Restrepia condorensis
- Conservation status: CITES Appendix II

Scientific classification
- Kingdom: Plantae
- Clade: Tracheophytes
- Clade: Angiosperms
- Clade: Monocots
- Order: Asparagales
- Family: Orchidaceae
- Subfamily: Epidendroideae
- Genus: Restrepia
- Species: R. condorensis
- Binomial name: Restrepia condorensis Luer & Escobar

= Restrepia condorensis =

- Genus: Restrepia
- Species: condorensis
- Authority: Luer & Escobar
- Conservation status: CITES_A2

Species of flowering plant

Restrepia condorensis is a species of flowering plant in the orchid family.

The species is native to the Cordillera del Cóndor (Condor mountain range), in south-eastern Ecuador. It is found in wet tropical areas.

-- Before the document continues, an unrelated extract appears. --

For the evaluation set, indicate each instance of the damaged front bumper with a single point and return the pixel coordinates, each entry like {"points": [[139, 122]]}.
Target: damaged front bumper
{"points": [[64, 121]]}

Restrepia condorensis is an epiphyte.

==Taxonomy==
Restrepia condorensis was named by Carlyle A. Luer & Rodrigo Escobar in 1996. The holotype was collected in the Cordillera del Cóndor region of Ecuador, and the specimen flowered in cultivation.

==Conservation==
Restrepia condorensis is listed in Appendix II of CITES. There are no quotas or suspensions in place for the species.